I have just begun. The road outside the campus gate is so steep, I can imagine it still running through those ancient mountains now been flattened to make room for the city skyline. Though it’s not prudent to do a long run against the clock, that’s the only option I’m left with when in a rush to get somewhere before it’s dark. Once I get past those initial steep miles, the run is predominantly steady-state. So you don’t have to do much except glide along on the windy highway. While gliding past the honking cars, traffic jams, slums and naked children with running noses, my mind slowly drifts off to a semiconscious neutral state and some of the most amazing things happen in there: weird ideas and secret jokes once shared between my old school-fellows which never got old enough through the ebb and flow of life descend my numbing mind in a strange harmony in an almost mystic fashion. A subtle smile creeps across my face. I look at the bewildered faces of the pedestrians passing by who see me running almost daily and yet can’t resist their impulse to find some furious, man-eating abomination chasing me every time I rush past them: they will never be able to make themselves comfortable with a lone guy running madly on the highway, I think, amused.
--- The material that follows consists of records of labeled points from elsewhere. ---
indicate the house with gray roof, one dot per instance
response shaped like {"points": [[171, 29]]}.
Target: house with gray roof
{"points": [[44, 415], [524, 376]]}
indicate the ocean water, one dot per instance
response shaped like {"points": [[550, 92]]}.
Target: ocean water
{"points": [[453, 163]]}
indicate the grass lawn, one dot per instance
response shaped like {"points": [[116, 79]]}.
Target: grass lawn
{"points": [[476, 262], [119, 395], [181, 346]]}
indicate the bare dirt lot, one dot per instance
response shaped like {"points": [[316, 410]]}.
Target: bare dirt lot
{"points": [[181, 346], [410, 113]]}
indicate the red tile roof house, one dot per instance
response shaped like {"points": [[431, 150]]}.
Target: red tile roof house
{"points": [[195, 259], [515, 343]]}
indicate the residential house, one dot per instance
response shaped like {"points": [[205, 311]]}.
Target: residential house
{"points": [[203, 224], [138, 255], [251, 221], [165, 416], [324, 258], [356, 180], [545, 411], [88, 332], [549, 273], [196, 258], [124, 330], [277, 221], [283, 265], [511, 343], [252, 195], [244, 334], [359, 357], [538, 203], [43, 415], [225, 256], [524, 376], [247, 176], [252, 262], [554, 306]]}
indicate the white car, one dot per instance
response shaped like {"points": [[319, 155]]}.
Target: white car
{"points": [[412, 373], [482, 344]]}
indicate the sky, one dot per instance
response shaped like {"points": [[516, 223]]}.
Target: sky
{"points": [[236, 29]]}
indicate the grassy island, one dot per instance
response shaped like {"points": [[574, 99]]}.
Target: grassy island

The white fluffs of clouds dance playfully as the sky puts up a lovely show of colors. What a perfect adieu, I think while running placidly through the dusty orange glow of the setting sun. Soon the dusk will fall and the darkness will gradually envelop me. And I have always loved that for it always conceals my agony so comfortingly that I no longer need to pull up a nice face for anyone. The darkness is burgeoning swiftly. It’s late, I think and pick up the pace, and a sudden feeling of utter loneliness presses at my heart like an abandoned child waking up to realize that he may not make it back home ever. Racing the crawling cars and rickshaws and dodging the cyclists, off I kick through the final miles until the destination arrives. I look down at my watch. The sticky thing wrapped around my wrist, now dripping with sweat, tells me I have been all my myself for more than an hour.
The suffering is immense but then that’s what being human is all about, I recall her saying and smile wearily. I might never run out of reasons to run.